Das hier ist keine wissenschaftliche Abhandlung deshalb lassen wir die wissenschaftliche Definition eines SUV einfach mal weg. Die geneigten Leser wissen schon, was gemeint ist: Nicht der poplige Lada Niva, nicht der kleine SUBARU des Revierförsters. Sondern über 2,00m breite Riesenkisten, halbe Tonne schwerer, breitbereift und tiefergelegt, Alufelgen und mit hunderten von PS, in denen aber auch nur 5 Personen mitfahren können. In der Regel sitzen maximal 2 drin und für Wege abseits asphaltierter Straßen sind solche Geräte denkbar ungeeignet. Man kann damit aber gut auf dem Bürgersteig parken, das ist die eigentliche Bedeutung von Off-Road.

Warum kaufen Kunden nun wohl diese monströsen Apparate? Hauptsächlich zwei Gründe, man kommt ja ganz schnell drauf: Prestige - sie wollen halt angeben mit dem unübersehbaren Monstrum. Und "Man sitzt ja so schön hoch und kann so gut sehen!", also schon ein irgendwie praktischer Aspekt. So bequem und so viel Platz - den man das ganze Jahr über nicht braucht.

Wer einmal mit einem PKW hinter einem SUV her gefahren ist weiß: Gut sehen kann nur der SUV-Fahrer - allen anderen raubt er die Sicht. Genauso verhält es sich mit der Sicherheit, betreffs Unfälle: Sicher ist nur der SUV-Fahrer.

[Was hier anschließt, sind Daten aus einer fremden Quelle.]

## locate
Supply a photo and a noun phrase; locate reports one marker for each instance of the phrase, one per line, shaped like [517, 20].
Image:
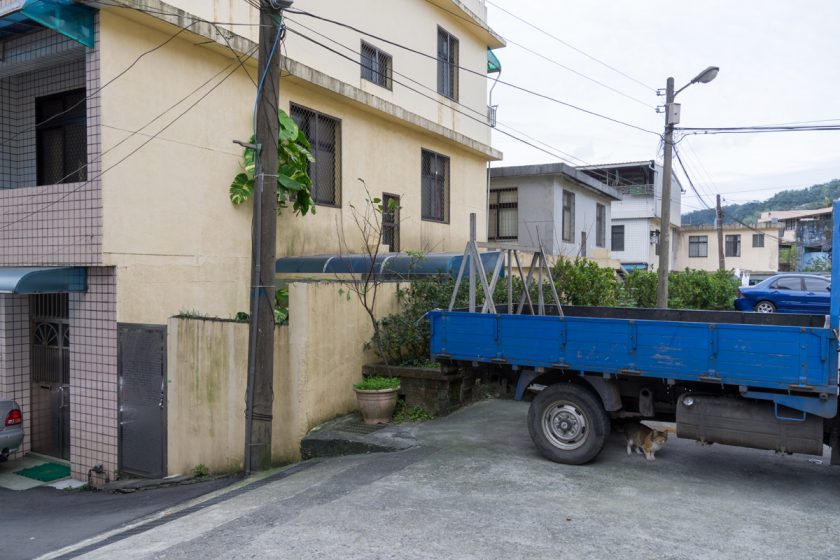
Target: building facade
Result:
[116, 153]
[747, 249]
[636, 218]
[555, 206]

Genauso verhält es sich mit dem Verbrauch: Wer schon eine deutlich höhere Summe für das Auto ausgegeben hat, dem ist der Spritverbrauch, wie auch die Umweltbelastung, herzlich egal.

Aber ein SUV ist gut fürs Ego: Der Fahrer sitzt bereits höher, auf die meisten anderen Verkehrsteilnehmer kann er überlegen herabsehen. Einige der SUV-Fahrer (nicht alle) verhalten sich dann auch entsprechend rücksichtslos und fahren wie die Schweine. Beinahe jeder in Berlin ist schon einmal von einem SUV mit aufheulendem Motor überholt worden. Klar, wer so ein Auto zum Angeben gekauft hat, der will damit eben auch angeben. Und er will GENAU DIESEN Neid spüren, der jetzt wieder so heuchlerisch beklagt wird.

Die Vorteile des SUV gehen irgendwie immer auf Kosten der anderen. Das ist im besten Fall gedankenlos, im Normalfall aber einfach rücksichtslos. Und genau deshalb sind diese Kisten bei der Restbevölkerung so verhasst.